경희대학교 김정욱 교수님의 컴퓨터 구조 수업을 기반으로 정리한 글입니다.

3. Control Hazards

Problem

Control Hazard는 branch hazard라고도 하며, Data Hazard와 마찬가지로 pipeline시 발생하는 문제이다.

즉, branch할 때 pipeline에서 발생하는 hazard가 control hazard이다.

▶ Control hazard

beq 조건 만족시 44, 48, 52줄의 instruction은 필요없게 된다.

하지만, 이때 pipeline시 조건을 만족하면 문제가 발생한다. (조건을 만족하지 않으면 문제가 발생하지 않는다.)

EX/MEM의 Zero signal에 기반하여, MEM/WB의 결과값인 branch or not (PC + 4)로 branch 여부가 결정된다.

브랜치 조건 만족시 and, or, add 신호 (나머지 신호)는 어떻게 될까?

정답은 버리면 된다. (no operation)

beq 만족 시 수행하면 안 되는 것이기에 값을 버리지 않고 그대로 가져갈 수 없다.

pipeline이 아닌, single cycle의 경우 조건 만족하지 않으면 그대로 가면 되고,

조건 만족하면 branch 주소로 이동해 instruction을 수행하면 되기에 아무런 문제가 되지 않는다.

Solution

Solution 1: Stall until branch direction is clear

branch direction이 확실해질 때까지 Stall하는 방법이다.

이 방법은 가장 naive한 방법으로 매우 느리기에 pipelineing의 의미가 사라진다.

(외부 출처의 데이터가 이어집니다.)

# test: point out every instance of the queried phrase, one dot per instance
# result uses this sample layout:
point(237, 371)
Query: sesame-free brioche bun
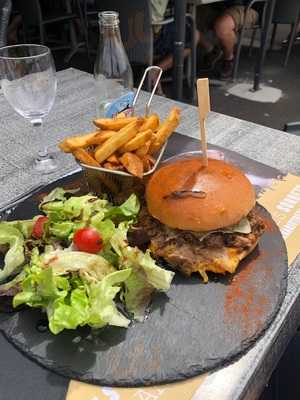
point(189, 196)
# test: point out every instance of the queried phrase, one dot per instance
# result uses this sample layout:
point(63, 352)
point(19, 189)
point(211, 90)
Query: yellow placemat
point(282, 200)
point(181, 390)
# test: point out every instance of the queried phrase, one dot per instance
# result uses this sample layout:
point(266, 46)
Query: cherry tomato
point(88, 240)
point(38, 227)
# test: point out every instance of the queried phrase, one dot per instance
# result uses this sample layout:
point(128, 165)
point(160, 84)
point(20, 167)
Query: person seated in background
point(226, 26)
point(285, 42)
point(164, 38)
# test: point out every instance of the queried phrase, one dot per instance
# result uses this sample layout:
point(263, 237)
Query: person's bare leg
point(225, 31)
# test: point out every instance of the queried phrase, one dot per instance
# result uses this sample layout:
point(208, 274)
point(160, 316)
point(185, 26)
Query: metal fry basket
point(102, 180)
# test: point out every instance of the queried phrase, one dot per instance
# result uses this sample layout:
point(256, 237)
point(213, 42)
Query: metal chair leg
point(252, 42)
point(192, 57)
point(237, 54)
point(291, 42)
point(274, 31)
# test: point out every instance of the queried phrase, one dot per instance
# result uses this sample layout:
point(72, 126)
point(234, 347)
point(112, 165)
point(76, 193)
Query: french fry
point(116, 141)
point(113, 159)
point(148, 162)
point(133, 164)
point(114, 124)
point(84, 157)
point(138, 141)
point(101, 137)
point(165, 130)
point(143, 150)
point(151, 122)
point(115, 167)
point(75, 142)
point(121, 115)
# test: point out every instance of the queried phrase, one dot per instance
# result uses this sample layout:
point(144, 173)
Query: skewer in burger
point(199, 218)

Solution 2: Predict branch not taken

이미 계산된 PC + 4를 다음 instruction으로 예측하여 그대로 가는 방법이다.
그러나, 만약 branch가 taken되면 PC + 4 instruction은 버려져야 한다. (no operation)

not taken: branch X

branch not taken으로 그냥 찍고, 이미 결정난 PC + 4로 그대로 가는 것이다.

※ Branch (beq)에서 평균적으로 not taken이 47%, taken이 53%이다.

Solution 3: Predict branch taken

branch address의 instruction으로 예측하여 branch하는 방법이다.
그러나, 만약 branch가 not taken되면 branch address instruction은 버려져야 한다. (no operation)

taken: branch O

branch taken으로 그냥 찍고, branch address로 가는 것이다.

※ Solution 1 < Solution 2 < Solution 3, 이 세가지 Solution들은 모두 naive한 방법이다.

Solution 4: Execute both paths

2개의 CPU로 2개의 path 모두 실행한 후 후에 선택하 방법이다.
2개의 path: not taken (PC + 4) / taken (branch)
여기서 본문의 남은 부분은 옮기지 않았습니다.